One point we have to consider should the option of a refurbishment be implemented, is where do we house the pupils for two years while the work is ongoing. It has been suggested that temporary huts be placed on the playing fields and this would take up most of the playing fields. The ground would need to be excavated for sewage and power to service the huts. If the playing fields are not an option the Council will need to decant all the pupils somewhere else as the law dictates we cannot have children being educated on a building site over and above the health and safety issue. Other factors to consider is the purchase of the building and the land it sits on which is estimated at £7 million. The playing field would then be leased to the Council. If refurbishment is not the preferred option and a new school is built elsewhere, the Marr College will revert back into the ownership of the Marr Trust again and I understand the Marr Trust have had developers in looking at the building to convert it into a future funding stream for them if this happens.
A new build on the playing field will encounter as many problems as a refurbishment of the building. The Council will need to buy 40% of the space to build a school and lease the remainder as playing fields. The Trust is open to all possibilities as long as they can keep a funding stream going for their own educational activities. The cost of such a prestigious piece of land will be expensive and we believe the Trust may not want to sell off all the playing field to the Council which will incur another cost of leasing the playing field. There is also the issue of planning to overcome as playing fields are protected from development.
Lastly can I assure you this is genuine consultation or as you put it ‘real’. We started out with a group made up of school staff, pupils, the Parent Teacher Association, Community Council members, interested public members, the Marr Trust and local Elected Members to look at possible sites in Troon.

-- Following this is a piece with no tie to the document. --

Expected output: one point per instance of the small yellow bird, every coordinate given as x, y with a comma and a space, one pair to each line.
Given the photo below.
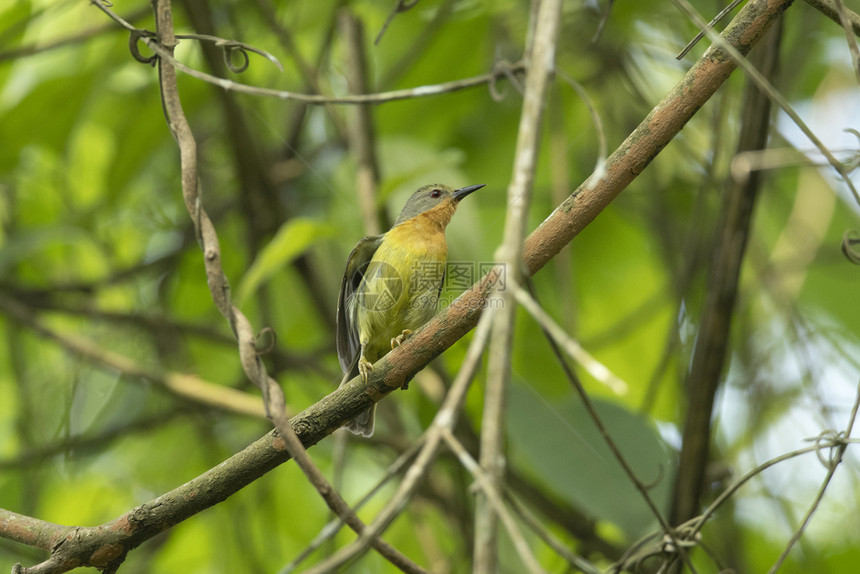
392, 283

The results were considered by independent consultants and reduced down to the two options currently out for consultation. The next stage is to go public with the details of the two options through a formal consultation period. The final results will be placed with the Council’s Cabinet for consideration which will in turn come before the full Council meeting for approval. The Council have no preferred option, we have taken no decisions on the future of the Marr College other than to approve the consultation process.

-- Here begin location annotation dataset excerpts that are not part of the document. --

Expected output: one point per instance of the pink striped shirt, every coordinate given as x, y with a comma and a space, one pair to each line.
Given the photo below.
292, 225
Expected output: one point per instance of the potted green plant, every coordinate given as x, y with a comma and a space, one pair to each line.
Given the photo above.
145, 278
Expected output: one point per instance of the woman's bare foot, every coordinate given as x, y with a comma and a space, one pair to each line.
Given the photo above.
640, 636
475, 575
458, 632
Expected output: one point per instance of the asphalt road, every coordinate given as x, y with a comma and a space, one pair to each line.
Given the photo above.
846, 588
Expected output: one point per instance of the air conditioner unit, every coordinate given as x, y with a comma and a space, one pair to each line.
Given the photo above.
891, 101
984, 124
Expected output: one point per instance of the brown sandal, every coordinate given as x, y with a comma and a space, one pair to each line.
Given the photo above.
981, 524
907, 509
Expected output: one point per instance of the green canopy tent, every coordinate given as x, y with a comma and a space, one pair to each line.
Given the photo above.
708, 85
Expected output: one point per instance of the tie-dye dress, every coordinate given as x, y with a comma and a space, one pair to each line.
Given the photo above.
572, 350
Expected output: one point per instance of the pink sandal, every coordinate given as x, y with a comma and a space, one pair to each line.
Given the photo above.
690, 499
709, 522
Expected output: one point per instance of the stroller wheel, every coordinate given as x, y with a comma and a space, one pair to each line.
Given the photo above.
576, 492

I hope this long spiel from me has given you some assurances that democracy is alive and well in South Ayrshire. I would just like to finish by saying education should not be about buildings, it is the quality of what is in them that counts, my priority is the future education of the youngsters in, not only Troon, but all over South Ayrshire. I want to raise the bar on education so that it comes up to the standards I experienced at Marr all those years ago and a good environment for my own grandchildren to be taught in.